I don't care how anyone thinks of parents and carers, my life would be a living hell if my parents were informed. At some point, I'd probably see it as not worth living through.
And what if you're someone with trust issues anyway, you trust somene enough to tell them what you're planning, they break that trust by going behind your back to tell your parents, and when you find out you go "I really can't trust anyone in this world" .....
I really agree with the post above.
I can, and do, understand the need to break confidentially, but not when that is going to make the situation worse than it already is, surely that is not going to help?
And I know for a fact if someone did that to me, I'd never ever talk to or trust any professional again and then I would be backed into a corner, because there would be no one to trust.
I hope everything's okay. xx
xbeckyx
03-05-2011, 08:00 PM
Thanks everyone for the advice and support. I'm seeing my care coordinator on Friday so I will ask what their confidentiality rules are.
I understand that if I'm a risk to myself or others they have to tell someone else but I thought past 18 they couldn't tell your parents without you permission, just another MH worker.
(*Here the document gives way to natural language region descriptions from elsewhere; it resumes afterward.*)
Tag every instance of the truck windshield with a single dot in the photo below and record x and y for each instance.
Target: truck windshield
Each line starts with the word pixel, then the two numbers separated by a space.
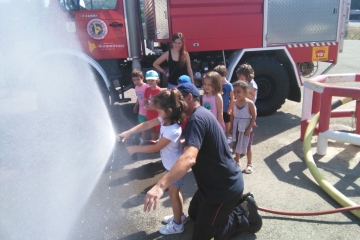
pixel 75 5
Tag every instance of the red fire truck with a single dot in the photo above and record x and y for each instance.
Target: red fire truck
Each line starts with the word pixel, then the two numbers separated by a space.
pixel 282 40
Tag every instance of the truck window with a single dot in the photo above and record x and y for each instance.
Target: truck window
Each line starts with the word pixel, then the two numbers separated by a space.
pixel 97 4
pixel 75 5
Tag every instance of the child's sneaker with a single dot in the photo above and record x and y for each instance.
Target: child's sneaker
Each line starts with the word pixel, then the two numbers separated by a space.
pixel 170 218
pixel 171 228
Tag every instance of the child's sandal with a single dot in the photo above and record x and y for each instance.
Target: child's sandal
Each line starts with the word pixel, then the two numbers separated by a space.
pixel 248 169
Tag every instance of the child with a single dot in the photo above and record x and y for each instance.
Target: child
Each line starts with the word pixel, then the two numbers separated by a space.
pixel 138 80
pixel 228 99
pixel 170 106
pixel 212 99
pixel 246 73
pixel 181 80
pixel 152 78
pixel 242 120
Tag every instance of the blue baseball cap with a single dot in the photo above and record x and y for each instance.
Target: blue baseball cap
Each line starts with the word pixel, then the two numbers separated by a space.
pixel 184 79
pixel 152 75
pixel 189 88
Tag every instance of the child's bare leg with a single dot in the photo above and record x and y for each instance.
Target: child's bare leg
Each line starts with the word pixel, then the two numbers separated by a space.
pixel 176 203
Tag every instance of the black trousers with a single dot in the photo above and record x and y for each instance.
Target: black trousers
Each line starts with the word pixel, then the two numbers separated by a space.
pixel 218 221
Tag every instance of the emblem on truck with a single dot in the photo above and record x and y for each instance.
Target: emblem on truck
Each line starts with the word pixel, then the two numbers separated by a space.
pixel 97 29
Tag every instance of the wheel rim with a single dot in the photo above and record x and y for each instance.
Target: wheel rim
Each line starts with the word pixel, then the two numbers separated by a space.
pixel 266 88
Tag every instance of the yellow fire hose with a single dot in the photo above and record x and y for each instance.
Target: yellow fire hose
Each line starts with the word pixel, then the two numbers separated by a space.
pixel 325 185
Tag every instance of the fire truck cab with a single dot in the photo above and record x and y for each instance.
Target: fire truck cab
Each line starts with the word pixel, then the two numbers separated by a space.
pixel 281 40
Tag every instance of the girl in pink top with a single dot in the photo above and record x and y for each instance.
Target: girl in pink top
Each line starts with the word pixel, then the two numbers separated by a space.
pixel 212 99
I don't remember agreeing to them being able to tell my dad stuff and I know when he rings up when he's concerned they don't tell him anything I've said so I guess I must have agreed to them telling him if I'm at a high levedl of risk. Will ask about this on Friday.
roiben
04-05-2011, 01:26 PM
Becky, I imagine that as you were living with your Dad when your care plan was originally written, your Dad would be listed as your carer and next of kin.
It is also worth noting that at times of diminished responsibility, the health service will always default to your next of kin, in case they need to take up power of attorney (i.e make decisions on your behalf). They contact an mh professional also, but not exclusively.
Bear in mind, in terms of comments about "going behind your back" - This is something they should not do. If someone is of high risk and confidentiality needs to be breached, they have to inform the individual/patient that they are needing to do this.
Roiben x
xbeckyx
04-05-2011, 01:43 PM
Thanks Roiben, that's made things clearer. I'm gonna ask if I can change who they tell seeing as I'm moving out hopefully within a couple of weeks.
Steel Maiden
05-05-2011, 02:25 PM
Good luck.
Sunshine
05-05-2011, 06:18 PM
they have done this to me many times but that is because they have a duty of care and need to inform my parents so they can try and "stop" me if they havent sectioned me!
they have only ever done it when they have told me they are going to do it because if they didnt tell you then i think that would be breaking some rule! it is awful and made me learn to just not tell people which is a bad thing really but i understand why they have to do it because if they didnt tell your next of kin and you attempted or actually killed yourself they would be in so much trouble and would probably be fired or sued or something! so its to cover there back really and some of them do actually care about you and want you to be safe!